Prevent Server owner from tempering with Php Configuration

What method of PHP execution are you using? mod_php or FCGId?

The option you changed states this in the help text:

This is implemented by making the domain's ~/etc/php.ini file editable only by the root Unix user.

Can you verify if the user's php.ini is correctly created after you change the option? Also, note that changing that option only applies to newly created domains, it will not change the file owner of existing domains.

If you use FCGId, which it looks like, users can always change php.ini files no matter what is disabled in virtualmin.
Because as being the owner of files and folders they can rename the appropiate folder too and insert their own php.ini in a newly created php folder. Also they could create a php.ini in their public root.

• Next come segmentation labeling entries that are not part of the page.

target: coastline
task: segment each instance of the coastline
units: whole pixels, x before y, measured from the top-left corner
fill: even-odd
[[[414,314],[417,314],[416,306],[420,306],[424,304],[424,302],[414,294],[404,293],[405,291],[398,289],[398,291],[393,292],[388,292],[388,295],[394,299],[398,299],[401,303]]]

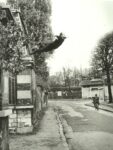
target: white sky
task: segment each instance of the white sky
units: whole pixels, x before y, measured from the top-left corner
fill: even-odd
[[[53,33],[63,32],[67,39],[47,60],[50,74],[66,66],[89,67],[97,41],[113,30],[113,0],[51,1]]]
[[[97,41],[113,30],[113,0],[51,0],[52,28],[67,39],[47,60],[50,74],[62,67],[89,67]]]

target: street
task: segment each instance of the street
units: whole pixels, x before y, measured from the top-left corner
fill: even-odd
[[[85,106],[87,101],[51,101],[72,128],[68,141],[72,150],[111,150],[113,114]]]

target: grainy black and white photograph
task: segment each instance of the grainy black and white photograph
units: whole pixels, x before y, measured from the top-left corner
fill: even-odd
[[[0,150],[113,149],[113,0],[0,0]]]

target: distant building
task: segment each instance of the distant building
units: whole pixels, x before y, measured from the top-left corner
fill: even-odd
[[[81,87],[51,87],[50,99],[74,99],[81,98]]]
[[[102,100],[108,99],[108,86],[102,79],[84,80],[80,86],[82,87],[82,98],[91,98],[97,94]],[[111,89],[113,93],[113,85]]]

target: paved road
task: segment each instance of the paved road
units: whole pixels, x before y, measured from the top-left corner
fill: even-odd
[[[72,150],[112,150],[113,114],[84,105],[79,101],[50,102],[73,130]]]

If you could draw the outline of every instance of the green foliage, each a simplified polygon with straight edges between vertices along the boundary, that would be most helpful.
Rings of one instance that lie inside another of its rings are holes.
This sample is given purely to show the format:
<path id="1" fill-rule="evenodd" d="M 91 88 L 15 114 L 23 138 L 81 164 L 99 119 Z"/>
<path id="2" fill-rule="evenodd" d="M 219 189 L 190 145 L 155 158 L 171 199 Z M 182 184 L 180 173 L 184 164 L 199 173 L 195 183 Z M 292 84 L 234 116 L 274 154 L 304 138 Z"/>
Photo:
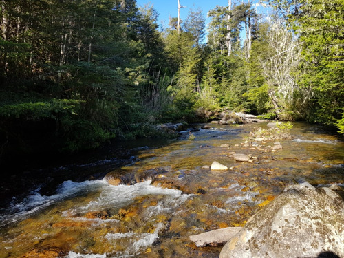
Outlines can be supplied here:
<path id="1" fill-rule="evenodd" d="M 264 113 L 261 115 L 258 116 L 259 118 L 267 119 L 267 120 L 275 120 L 276 119 L 276 113 L 275 112 L 268 112 Z"/>
<path id="2" fill-rule="evenodd" d="M 16 103 L 0 106 L 3 118 L 15 118 L 25 120 L 41 118 L 57 119 L 61 114 L 77 115 L 80 101 L 77 100 L 53 99 L 49 102 Z"/>
<path id="3" fill-rule="evenodd" d="M 294 29 L 303 43 L 300 84 L 313 94 L 308 119 L 340 127 L 344 107 L 344 6 L 340 0 L 303 2 L 301 14 L 292 21 L 296 21 Z"/>
<path id="4" fill-rule="evenodd" d="M 339 133 L 344 134 L 344 114 L 342 114 L 342 119 L 337 120 L 336 127 L 339 129 Z"/>

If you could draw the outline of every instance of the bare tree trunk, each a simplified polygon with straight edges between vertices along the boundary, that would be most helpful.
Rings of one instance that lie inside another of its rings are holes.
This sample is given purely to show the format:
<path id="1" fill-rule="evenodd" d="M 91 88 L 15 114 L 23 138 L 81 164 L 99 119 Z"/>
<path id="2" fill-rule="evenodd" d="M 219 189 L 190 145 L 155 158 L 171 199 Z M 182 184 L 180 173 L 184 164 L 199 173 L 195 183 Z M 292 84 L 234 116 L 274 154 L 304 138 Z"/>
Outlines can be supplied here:
<path id="1" fill-rule="evenodd" d="M 1 31 L 2 31 L 2 38 L 3 39 L 6 39 L 6 32 L 7 32 L 7 23 L 8 19 L 6 19 L 6 7 L 5 7 L 5 0 L 1 1 Z"/>
<path id="2" fill-rule="evenodd" d="M 226 40 L 227 40 L 227 48 L 228 50 L 228 55 L 230 56 L 230 54 L 232 54 L 232 39 L 231 39 L 231 35 L 230 35 L 230 25 L 229 24 L 229 22 L 230 21 L 230 12 L 232 11 L 232 0 L 228 0 L 228 11 L 230 12 L 228 15 L 227 15 L 227 36 L 226 36 Z"/>
<path id="3" fill-rule="evenodd" d="M 125 1 L 123 1 L 123 2 L 125 2 Z M 92 52 L 92 41 L 94 36 L 94 23 L 96 23 L 96 10 L 94 10 L 94 14 L 93 14 L 92 32 L 91 34 L 91 39 L 89 40 L 89 45 L 88 49 L 88 59 L 87 59 L 88 63 L 91 62 L 91 54 Z"/>
<path id="4" fill-rule="evenodd" d="M 120 0 L 120 11 L 122 12 L 125 12 L 125 8 L 127 7 L 125 0 Z"/>
<path id="5" fill-rule="evenodd" d="M 248 17 L 248 58 L 250 57 L 250 52 L 252 48 L 252 23 L 251 23 L 251 17 L 250 15 Z"/>
<path id="6" fill-rule="evenodd" d="M 65 21 L 63 21 L 62 22 L 61 43 L 60 45 L 60 66 L 63 65 L 65 62 L 67 35 L 67 34 L 65 32 Z"/>
<path id="7" fill-rule="evenodd" d="M 180 8 L 182 6 L 180 6 L 180 1 L 178 0 L 178 21 L 177 23 L 177 32 L 178 34 L 180 33 Z"/>

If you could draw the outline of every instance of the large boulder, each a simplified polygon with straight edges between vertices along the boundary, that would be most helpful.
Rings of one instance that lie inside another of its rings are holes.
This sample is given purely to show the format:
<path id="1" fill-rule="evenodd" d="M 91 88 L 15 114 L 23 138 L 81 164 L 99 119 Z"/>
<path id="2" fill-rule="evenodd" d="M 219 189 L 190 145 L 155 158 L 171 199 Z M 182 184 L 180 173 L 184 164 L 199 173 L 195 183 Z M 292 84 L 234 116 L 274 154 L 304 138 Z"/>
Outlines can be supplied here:
<path id="1" fill-rule="evenodd" d="M 235 153 L 232 155 L 232 157 L 233 157 L 236 161 L 245 162 L 250 160 L 250 156 L 242 153 Z"/>
<path id="2" fill-rule="evenodd" d="M 253 215 L 220 258 L 344 257 L 344 202 L 329 188 L 287 187 Z"/>

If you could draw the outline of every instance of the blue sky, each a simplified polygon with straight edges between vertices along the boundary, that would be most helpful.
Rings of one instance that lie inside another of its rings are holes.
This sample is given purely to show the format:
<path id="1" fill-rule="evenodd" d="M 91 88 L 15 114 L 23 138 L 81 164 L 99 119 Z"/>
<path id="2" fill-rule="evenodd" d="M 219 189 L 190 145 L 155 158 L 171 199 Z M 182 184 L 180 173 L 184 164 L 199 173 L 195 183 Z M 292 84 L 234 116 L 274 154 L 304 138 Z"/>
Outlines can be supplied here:
<path id="1" fill-rule="evenodd" d="M 233 0 L 234 2 L 241 2 L 239 1 Z M 244 2 L 247 2 L 247 0 L 244 0 Z M 257 3 L 258 1 L 254 1 L 254 3 Z M 150 6 L 153 5 L 154 8 L 159 13 L 159 24 L 161 25 L 162 23 L 165 26 L 169 24 L 169 15 L 171 17 L 178 17 L 178 0 L 137 0 L 138 6 L 145 6 L 149 3 Z M 216 6 L 227 6 L 227 0 L 216 0 L 216 1 L 209 1 L 209 0 L 180 0 L 180 4 L 183 6 L 186 6 L 185 8 L 182 8 L 180 11 L 180 16 L 182 19 L 185 18 L 188 14 L 189 10 L 190 8 L 200 8 L 203 10 L 203 14 L 204 17 L 206 18 L 206 14 L 208 12 L 214 8 Z M 266 13 L 266 9 L 261 7 L 257 9 L 259 13 Z M 209 21 L 208 19 L 206 20 L 206 23 Z"/>

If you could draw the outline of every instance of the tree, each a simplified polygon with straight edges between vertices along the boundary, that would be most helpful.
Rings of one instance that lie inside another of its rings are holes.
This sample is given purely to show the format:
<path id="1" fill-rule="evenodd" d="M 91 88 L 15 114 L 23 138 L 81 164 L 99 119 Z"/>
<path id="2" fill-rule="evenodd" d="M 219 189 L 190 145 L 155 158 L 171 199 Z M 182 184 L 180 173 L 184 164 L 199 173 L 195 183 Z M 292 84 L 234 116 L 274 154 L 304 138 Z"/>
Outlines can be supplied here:
<path id="1" fill-rule="evenodd" d="M 199 47 L 202 43 L 205 37 L 204 28 L 206 20 L 202 15 L 202 10 L 191 9 L 184 23 L 184 31 L 190 33 L 195 42 L 195 45 Z"/>
<path id="2" fill-rule="evenodd" d="M 314 93 L 309 118 L 336 124 L 343 132 L 344 118 L 344 5 L 342 1 L 301 1 L 292 17 L 302 43 L 300 83 Z"/>
<path id="3" fill-rule="evenodd" d="M 292 109 L 297 79 L 292 75 L 299 65 L 301 48 L 297 39 L 277 19 L 268 34 L 271 56 L 263 61 L 270 101 L 280 119 L 292 119 L 286 111 Z"/>

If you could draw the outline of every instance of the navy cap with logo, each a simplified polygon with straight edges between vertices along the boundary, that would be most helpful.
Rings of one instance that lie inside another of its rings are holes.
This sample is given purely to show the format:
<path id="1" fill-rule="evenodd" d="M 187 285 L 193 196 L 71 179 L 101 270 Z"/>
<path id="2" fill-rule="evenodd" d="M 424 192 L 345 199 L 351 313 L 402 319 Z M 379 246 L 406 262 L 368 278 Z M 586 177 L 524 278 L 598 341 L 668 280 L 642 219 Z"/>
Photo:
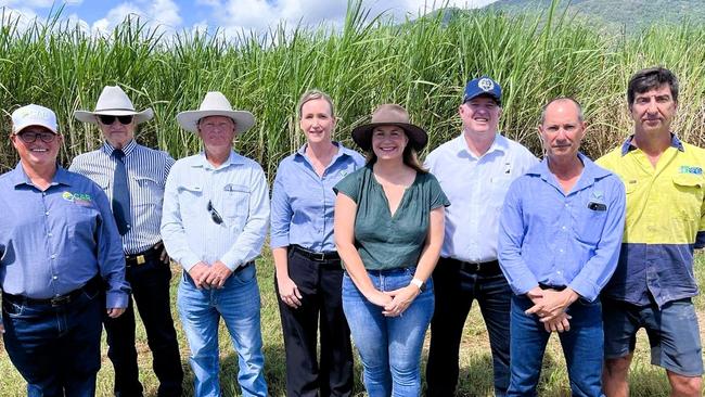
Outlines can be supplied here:
<path id="1" fill-rule="evenodd" d="M 498 105 L 502 105 L 502 88 L 499 82 L 487 76 L 474 78 L 467 82 L 463 94 L 463 103 L 480 95 L 490 97 Z"/>

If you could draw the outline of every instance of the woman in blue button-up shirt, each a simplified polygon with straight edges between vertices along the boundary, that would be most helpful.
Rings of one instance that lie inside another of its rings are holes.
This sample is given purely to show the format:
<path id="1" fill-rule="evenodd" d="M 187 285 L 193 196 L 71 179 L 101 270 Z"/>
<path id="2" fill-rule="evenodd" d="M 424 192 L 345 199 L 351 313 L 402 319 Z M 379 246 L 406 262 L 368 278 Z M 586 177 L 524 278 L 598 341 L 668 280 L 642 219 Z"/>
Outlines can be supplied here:
<path id="1" fill-rule="evenodd" d="M 341 303 L 343 268 L 333 241 L 333 187 L 364 159 L 332 140 L 335 115 L 328 94 L 304 93 L 298 117 L 306 143 L 279 165 L 271 207 L 286 395 L 350 396 L 352 350 Z"/>

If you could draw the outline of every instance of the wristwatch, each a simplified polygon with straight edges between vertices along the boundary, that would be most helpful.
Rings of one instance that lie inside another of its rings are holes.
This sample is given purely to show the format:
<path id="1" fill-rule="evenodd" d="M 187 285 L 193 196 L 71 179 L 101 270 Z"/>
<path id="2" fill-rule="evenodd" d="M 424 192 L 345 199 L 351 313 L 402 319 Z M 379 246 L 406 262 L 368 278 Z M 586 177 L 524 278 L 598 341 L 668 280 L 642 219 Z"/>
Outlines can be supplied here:
<path id="1" fill-rule="evenodd" d="M 419 291 L 421 291 L 421 292 L 426 291 L 426 283 L 423 282 L 423 281 L 421 281 L 421 280 L 419 280 L 419 279 L 415 279 L 415 278 L 412 279 L 412 280 L 411 280 L 411 284 L 413 284 L 413 285 L 415 285 L 416 287 L 419 287 Z"/>

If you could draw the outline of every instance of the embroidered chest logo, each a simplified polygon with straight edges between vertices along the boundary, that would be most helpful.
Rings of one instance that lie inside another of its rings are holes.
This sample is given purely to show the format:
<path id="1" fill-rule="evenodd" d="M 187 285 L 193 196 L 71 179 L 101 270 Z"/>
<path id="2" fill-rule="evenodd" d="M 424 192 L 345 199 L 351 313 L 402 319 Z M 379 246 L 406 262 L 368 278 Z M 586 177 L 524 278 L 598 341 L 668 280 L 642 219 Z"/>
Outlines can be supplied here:
<path id="1" fill-rule="evenodd" d="M 701 167 L 681 166 L 679 171 L 680 174 L 703 175 Z"/>
<path id="2" fill-rule="evenodd" d="M 64 192 L 61 196 L 67 202 L 73 202 L 74 204 L 84 207 L 90 207 L 93 205 L 93 198 L 90 194 Z"/>

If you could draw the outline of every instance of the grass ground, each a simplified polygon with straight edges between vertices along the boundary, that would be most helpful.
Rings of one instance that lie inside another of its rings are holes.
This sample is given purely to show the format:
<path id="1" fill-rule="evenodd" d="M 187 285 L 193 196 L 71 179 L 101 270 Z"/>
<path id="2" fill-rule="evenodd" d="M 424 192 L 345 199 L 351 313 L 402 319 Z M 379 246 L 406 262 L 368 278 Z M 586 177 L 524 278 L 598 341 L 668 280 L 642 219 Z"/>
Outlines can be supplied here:
<path id="1" fill-rule="evenodd" d="M 698 255 L 695 273 L 700 285 L 705 285 L 705 255 Z M 176 285 L 179 280 L 180 269 L 175 267 L 175 277 L 172 278 L 172 294 L 176 300 Z M 281 335 L 281 323 L 277 308 L 277 300 L 273 289 L 273 265 L 271 256 L 266 255 L 258 260 L 258 280 L 262 297 L 262 337 L 265 343 L 266 358 L 266 376 L 269 383 L 272 396 L 285 395 L 285 364 L 284 364 L 284 345 Z M 705 319 L 705 298 L 698 296 L 695 298 L 695 306 L 701 320 L 701 330 L 705 330 L 703 320 Z M 176 309 L 174 311 L 176 315 Z M 139 321 L 139 320 L 138 320 Z M 187 373 L 185 389 L 187 395 L 191 396 L 191 371 L 189 369 L 189 348 L 185 337 L 181 330 L 179 320 L 176 320 L 177 333 L 180 341 L 181 362 Z M 137 331 L 137 349 L 140 360 L 140 379 L 145 388 L 145 396 L 156 396 L 157 381 L 151 370 L 152 359 L 146 345 L 146 335 L 141 322 Z M 668 382 L 664 371 L 649 363 L 649 343 L 643 331 L 640 333 L 637 354 L 630 374 L 631 395 L 643 397 L 658 397 L 668 395 Z M 239 395 L 236 383 L 238 358 L 232 349 L 228 338 L 225 325 L 220 326 L 220 382 L 225 396 Z M 426 346 L 427 348 L 427 346 Z M 424 348 L 424 362 L 427 356 Z M 112 395 L 113 367 L 103 348 L 102 369 L 98 374 L 98 396 Z M 61 364 L 61 363 L 59 363 Z M 460 385 L 459 395 L 462 396 L 491 396 L 492 394 L 492 371 L 491 359 L 489 355 L 489 343 L 485 325 L 482 321 L 479 310 L 474 307 L 465 324 L 463 342 L 461 347 L 460 362 Z M 364 389 L 360 383 L 360 362 L 356 358 L 356 395 L 364 396 Z M 4 346 L 0 343 L 0 396 L 23 396 L 25 392 L 25 382 L 17 371 L 12 367 Z M 567 374 L 565 371 L 565 361 L 561 353 L 556 337 L 552 337 L 549 344 L 547 355 L 543 360 L 543 370 L 540 382 L 540 396 L 559 397 L 569 396 Z"/>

However to discourage you can mute the files with chattr +i, not even root can change the file then. Create an immutable.sh with following code

cd /home ; find -type f -name php.ini -maxdepth 4  | awk {'print "chattr +i "$1'} |sh
cd /home ; find -type d -name etc -maxdepth 2 | awk {'print "chattr +i "$1'} |sh
cd /home ; find -type f -name php5.fcgi | awk {'print "chattr +i "$1'} |sh 
cd /home ; find -type d -name fcgi-bin -maxdepth 2 | awk {'print "chattr +i "$1'} |sh

and create one mutable.sh with all +i instances replaced by -i
add a rule in virtualmin: command to run before creating a virtual server and tell it to run the mutable.sh, also command to run after creation of a virtual server and tell it to run the immutable.sh

I was trying to do the same few days ago. My users have no SSH access so I just put .ftpaccess file to every directory I want them not to visit. The file contains just DenyAll. All is prepared in /etc/skel to be applied for every new server.